Chinese sailors backed up by international navies fought off Somali pirates trying to hijack their ship yesterday, one day after the UN authorized land operations against the increasingly bold bandits.
The dramatic high-seas encounter was among a fresh wave of attacks by pirates in the Gulf of Aden, where three other ships were hijacked on Tuesday, as China considered whether to send warships to the pirate-infested waters.
A band of pirates boarded the Chinese-owned vessel Zhenhua 4 yesterday, but the sailors prevented them from invading their crew accommodation for several hours — enough time to seek help from the coalition forces.
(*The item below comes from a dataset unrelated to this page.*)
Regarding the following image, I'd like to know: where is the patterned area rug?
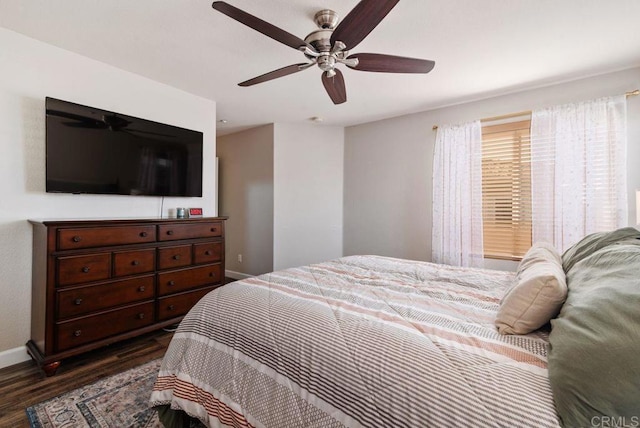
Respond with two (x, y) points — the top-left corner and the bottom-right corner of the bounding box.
(27, 359), (162, 428)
“I’m actually very surprised that the crew managed to hold back the pirates. I don’t know how they did it, but they did it,” said Noel Choong, head of the International Maritime Bureau piracy reporting center in Kuala Lumpur.
“Because of this action, the military helicopters came and they managed to chase the pirates away. The pirates on board eventually left the ship and the master is proceeding on his course,” he said.
The rescue of the Chinese crew was the latest successful intervention from the newly created EU naval task force, which took over patrols off the Horn of Africa from NATO on Dec. 8.
But Somali pirates managed to capture three other ships in the Gulf of Aden on Tuesday, said Andrew Mwangura of the Kenyan chapter of the East African Seafarers Assistance Program.
The pirates seized a yacht crewed by just two people and two commercial ships: a cargo vessel and a tug serving as an oil industry support ship, Mwangura said.
Choong also said pirates had hijacked a Turkish cargo ship, a Malaysian tug boat and attacked three other vessels in the Gulf of Aden in the past week.
Deputy Chinese Foreign Minister He Yafei (何亞非) said his country may also send warships to fight piracy off Somalia, in what would be an unprecedented display of naval power far from its shores.
“China is seriously considering sending naval ships to the Gulf of Aden and waters off the Somali coast for escorting operations in the near future,” He was quoted as saying by Xinhua news agency.
The UN Security Council approved a resolution, cosponsored by Belgium, France, Greece, Liberia and South Korea, to give those nations already involved in battling pirates off Somalia a one-year mandate to act against them on land.